Une nouvelle alerte sanitaire secoue le monde du café en France. Plusieurs marques de café moulu et en grains ont fait l'objet d'un rappel après la découverte de traces d'ochratoxine, une mycotoxine potentiellement dangereuse pour la santé. Cette substance est produite par certaines moisissures qui se développent sur les grains de café mal stockés ou lors de leur transport.
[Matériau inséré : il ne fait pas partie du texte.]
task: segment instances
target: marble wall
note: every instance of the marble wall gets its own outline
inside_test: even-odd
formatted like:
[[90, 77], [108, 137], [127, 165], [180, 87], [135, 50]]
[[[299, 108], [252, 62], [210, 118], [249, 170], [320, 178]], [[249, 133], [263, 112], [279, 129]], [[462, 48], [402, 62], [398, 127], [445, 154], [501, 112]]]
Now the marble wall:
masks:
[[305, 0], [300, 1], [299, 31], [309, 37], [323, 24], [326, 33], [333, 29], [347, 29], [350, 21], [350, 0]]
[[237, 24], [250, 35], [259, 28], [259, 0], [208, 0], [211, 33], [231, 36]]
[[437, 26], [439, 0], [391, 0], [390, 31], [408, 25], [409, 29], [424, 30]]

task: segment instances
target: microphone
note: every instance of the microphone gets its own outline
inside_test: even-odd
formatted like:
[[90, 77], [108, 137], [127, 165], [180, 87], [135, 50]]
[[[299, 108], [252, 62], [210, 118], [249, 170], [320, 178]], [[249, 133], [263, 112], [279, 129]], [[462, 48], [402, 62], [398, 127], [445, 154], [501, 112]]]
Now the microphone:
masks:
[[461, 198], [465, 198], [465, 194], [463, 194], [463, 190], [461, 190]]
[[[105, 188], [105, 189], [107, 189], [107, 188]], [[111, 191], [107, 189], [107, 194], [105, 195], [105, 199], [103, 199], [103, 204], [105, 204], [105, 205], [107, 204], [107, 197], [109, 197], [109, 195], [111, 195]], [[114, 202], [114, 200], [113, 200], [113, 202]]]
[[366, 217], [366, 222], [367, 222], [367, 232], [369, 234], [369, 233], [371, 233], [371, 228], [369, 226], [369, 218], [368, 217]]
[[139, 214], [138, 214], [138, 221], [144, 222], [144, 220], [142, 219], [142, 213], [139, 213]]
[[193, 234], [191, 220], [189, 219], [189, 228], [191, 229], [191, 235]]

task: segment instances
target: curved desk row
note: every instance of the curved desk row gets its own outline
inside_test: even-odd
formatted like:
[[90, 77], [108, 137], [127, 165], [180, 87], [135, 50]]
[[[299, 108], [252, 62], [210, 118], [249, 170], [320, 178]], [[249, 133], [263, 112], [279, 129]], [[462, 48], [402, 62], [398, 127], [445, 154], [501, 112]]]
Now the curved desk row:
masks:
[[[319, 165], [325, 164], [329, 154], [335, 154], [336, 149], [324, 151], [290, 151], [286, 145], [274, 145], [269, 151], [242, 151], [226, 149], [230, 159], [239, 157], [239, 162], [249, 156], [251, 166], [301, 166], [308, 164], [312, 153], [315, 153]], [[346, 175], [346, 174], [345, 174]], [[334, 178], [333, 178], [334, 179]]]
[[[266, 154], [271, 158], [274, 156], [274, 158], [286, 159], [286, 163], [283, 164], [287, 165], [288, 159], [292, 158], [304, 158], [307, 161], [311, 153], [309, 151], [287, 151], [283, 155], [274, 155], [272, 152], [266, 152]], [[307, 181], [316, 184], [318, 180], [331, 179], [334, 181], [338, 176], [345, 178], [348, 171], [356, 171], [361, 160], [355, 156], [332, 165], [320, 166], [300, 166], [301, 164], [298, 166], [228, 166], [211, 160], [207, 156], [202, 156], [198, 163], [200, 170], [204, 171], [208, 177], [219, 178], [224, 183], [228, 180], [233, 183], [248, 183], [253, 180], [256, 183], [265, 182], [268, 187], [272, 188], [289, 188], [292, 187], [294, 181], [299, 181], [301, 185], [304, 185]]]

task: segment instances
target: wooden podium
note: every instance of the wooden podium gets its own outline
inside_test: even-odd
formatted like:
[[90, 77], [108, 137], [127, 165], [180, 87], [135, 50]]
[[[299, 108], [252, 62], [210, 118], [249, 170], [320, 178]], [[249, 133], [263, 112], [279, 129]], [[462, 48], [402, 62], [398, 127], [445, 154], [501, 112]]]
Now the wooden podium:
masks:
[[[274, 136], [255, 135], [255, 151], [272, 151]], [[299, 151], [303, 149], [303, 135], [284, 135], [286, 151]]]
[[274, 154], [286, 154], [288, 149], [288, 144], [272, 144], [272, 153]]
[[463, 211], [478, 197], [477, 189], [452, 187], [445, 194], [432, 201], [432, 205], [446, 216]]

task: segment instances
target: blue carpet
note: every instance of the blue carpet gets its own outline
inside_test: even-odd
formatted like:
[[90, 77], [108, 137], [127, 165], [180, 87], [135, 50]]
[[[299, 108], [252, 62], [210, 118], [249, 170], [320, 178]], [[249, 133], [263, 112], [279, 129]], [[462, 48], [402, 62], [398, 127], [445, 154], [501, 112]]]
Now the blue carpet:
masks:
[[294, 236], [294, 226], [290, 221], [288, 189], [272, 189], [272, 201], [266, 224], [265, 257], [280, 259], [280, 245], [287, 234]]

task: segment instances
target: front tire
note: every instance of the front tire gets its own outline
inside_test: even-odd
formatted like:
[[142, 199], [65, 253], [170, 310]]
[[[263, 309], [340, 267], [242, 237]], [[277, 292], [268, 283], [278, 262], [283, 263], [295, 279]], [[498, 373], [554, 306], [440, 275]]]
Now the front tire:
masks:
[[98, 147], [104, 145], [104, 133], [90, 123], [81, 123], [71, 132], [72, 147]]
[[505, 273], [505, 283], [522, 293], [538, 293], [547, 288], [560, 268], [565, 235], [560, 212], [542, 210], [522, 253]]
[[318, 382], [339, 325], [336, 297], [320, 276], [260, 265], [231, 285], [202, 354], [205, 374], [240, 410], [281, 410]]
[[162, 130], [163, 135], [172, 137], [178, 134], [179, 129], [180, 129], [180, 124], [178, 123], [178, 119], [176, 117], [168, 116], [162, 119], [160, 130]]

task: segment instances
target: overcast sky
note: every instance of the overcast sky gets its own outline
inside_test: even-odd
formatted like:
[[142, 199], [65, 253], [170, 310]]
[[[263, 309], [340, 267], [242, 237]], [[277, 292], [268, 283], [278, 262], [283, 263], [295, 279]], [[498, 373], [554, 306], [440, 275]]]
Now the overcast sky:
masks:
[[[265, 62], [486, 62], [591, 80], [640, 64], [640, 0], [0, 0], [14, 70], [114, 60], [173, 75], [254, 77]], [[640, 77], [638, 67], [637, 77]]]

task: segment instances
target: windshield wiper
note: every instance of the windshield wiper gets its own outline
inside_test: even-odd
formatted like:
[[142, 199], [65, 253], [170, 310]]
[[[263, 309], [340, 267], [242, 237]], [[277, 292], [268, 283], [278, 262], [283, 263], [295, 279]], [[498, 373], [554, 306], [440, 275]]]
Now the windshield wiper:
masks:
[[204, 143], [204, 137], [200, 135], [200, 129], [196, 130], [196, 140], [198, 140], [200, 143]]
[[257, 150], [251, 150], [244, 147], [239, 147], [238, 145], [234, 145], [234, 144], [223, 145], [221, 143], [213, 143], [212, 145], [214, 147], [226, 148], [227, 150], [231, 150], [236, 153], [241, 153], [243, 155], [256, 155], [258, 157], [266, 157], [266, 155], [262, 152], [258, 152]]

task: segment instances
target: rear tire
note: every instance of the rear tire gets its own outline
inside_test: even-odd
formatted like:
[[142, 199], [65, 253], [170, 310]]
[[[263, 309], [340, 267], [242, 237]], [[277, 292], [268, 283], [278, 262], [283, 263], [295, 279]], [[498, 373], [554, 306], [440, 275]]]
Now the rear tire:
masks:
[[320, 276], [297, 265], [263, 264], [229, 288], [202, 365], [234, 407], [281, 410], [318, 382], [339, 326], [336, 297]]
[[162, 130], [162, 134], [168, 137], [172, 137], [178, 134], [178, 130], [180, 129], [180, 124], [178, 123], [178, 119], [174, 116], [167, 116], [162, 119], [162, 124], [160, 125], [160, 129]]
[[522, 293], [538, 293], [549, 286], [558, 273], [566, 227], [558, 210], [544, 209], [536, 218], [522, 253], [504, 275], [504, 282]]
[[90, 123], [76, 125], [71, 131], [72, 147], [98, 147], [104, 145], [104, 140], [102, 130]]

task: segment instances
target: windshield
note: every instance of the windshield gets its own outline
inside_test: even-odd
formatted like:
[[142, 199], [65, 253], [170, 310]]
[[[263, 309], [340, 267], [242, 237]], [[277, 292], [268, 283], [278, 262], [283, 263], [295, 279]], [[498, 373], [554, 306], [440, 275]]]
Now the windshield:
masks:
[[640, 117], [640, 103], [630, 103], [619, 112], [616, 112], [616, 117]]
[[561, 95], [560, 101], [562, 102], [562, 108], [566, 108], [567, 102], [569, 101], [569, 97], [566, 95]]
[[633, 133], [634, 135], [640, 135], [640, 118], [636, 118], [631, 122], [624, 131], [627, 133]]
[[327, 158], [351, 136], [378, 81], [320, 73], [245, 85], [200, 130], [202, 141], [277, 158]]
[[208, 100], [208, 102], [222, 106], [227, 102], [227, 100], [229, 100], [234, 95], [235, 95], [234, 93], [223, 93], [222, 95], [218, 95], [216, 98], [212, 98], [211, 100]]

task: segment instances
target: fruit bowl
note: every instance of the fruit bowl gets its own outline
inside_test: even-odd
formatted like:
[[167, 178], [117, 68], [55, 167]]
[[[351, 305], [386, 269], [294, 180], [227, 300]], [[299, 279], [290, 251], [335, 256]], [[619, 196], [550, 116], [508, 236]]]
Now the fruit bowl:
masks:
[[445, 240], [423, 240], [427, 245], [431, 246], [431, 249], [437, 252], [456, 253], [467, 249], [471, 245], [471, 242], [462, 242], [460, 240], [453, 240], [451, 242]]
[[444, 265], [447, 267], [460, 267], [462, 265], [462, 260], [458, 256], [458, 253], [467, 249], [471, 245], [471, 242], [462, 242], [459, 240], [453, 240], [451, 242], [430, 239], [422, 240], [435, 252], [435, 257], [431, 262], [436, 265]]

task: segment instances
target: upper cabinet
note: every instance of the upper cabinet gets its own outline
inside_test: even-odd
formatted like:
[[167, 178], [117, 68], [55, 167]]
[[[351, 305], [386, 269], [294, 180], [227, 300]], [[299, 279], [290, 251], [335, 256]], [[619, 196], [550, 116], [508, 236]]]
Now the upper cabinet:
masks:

Qu'est-ce que l'ochratoxine ?
L'ochratoxine A (OTA) est une toxine naturelle produite par des champignons microscopiques, principalement des espèces d'Aspergillus et de Penicillium. Elle peut contaminer diverses denrées alimentaires, dont le café, les céréales, le vin, la bière et les épices. L'ochratoxine est classée comme cancérogène possible pour l'homme par le Centre international de recherche sur le cancer (CIRC).
Les risques pour la santé
Une exposition chronique à l'ochratoxine peut entraîner des problèmes rénaux, notamment une néphropathie, et affecter le système immunitaire. À forte dose, elle peut être toxique pour le foie et les reins. Les symptômes d'une intoxication aiguë incluent des nausées, des vomissements et des maux de tête.
Les marques concernées par le rappel
Les autorités sanitaires ont identifié plusieurs lots de café présentant des niveaux d'ochratoxine supérieurs aux seuils réglementaires. Les marques concernées incluent des produits vendus dans les grandes surfaces et les magasins bio. Voici la liste des références rappelées :
- Café moulu Marque A - lots numéros 12345 et 12346, dates de péremption entre juin et août 2025.
- Café en grains Marque B - lot numéro 67890, date de péremption juillet 2025.
- Café moulu Bio Marque C - lot numéro 11121, date de péremption septembre 2025.
Les consommateurs sont invités à vérifier les lots de leurs paquets de café et à ne pas consommer les produits concernés. Ils peuvent les rapporter en magasin pour un remboursement.
Comment se protéger ?
Pour limiter les risques, il est conseillé d'acheter du café de qualité, de préférence en grains entiers, et de le conserver dans un endroit frais et sec. Les torréfacteurs sérieux respectent des normes strictes de contrôle de la qualité. Les autorités recommandent également de varier les sources de café pour réduire l'exposition potentielle.
Les mesures prises par les autorités
La Direction générale de la concurrence, de la consommation et de la répression des fraudes (DGCCRF) a été saisie et mène des enquêtes pour identifier l'origine de la contamination. Des contrôles renforcés sont effectués sur les lots de café importés, notamment en provenance de pays où les conditions de stockage sont moins rigoureuses.
En attendant, les consommateurs peuvent consulter le site officiel Rappel Conso pour connaître les produits concernés et les démarches à suivre. La vigilance reste de mise pour éviter tout risque sanitaire.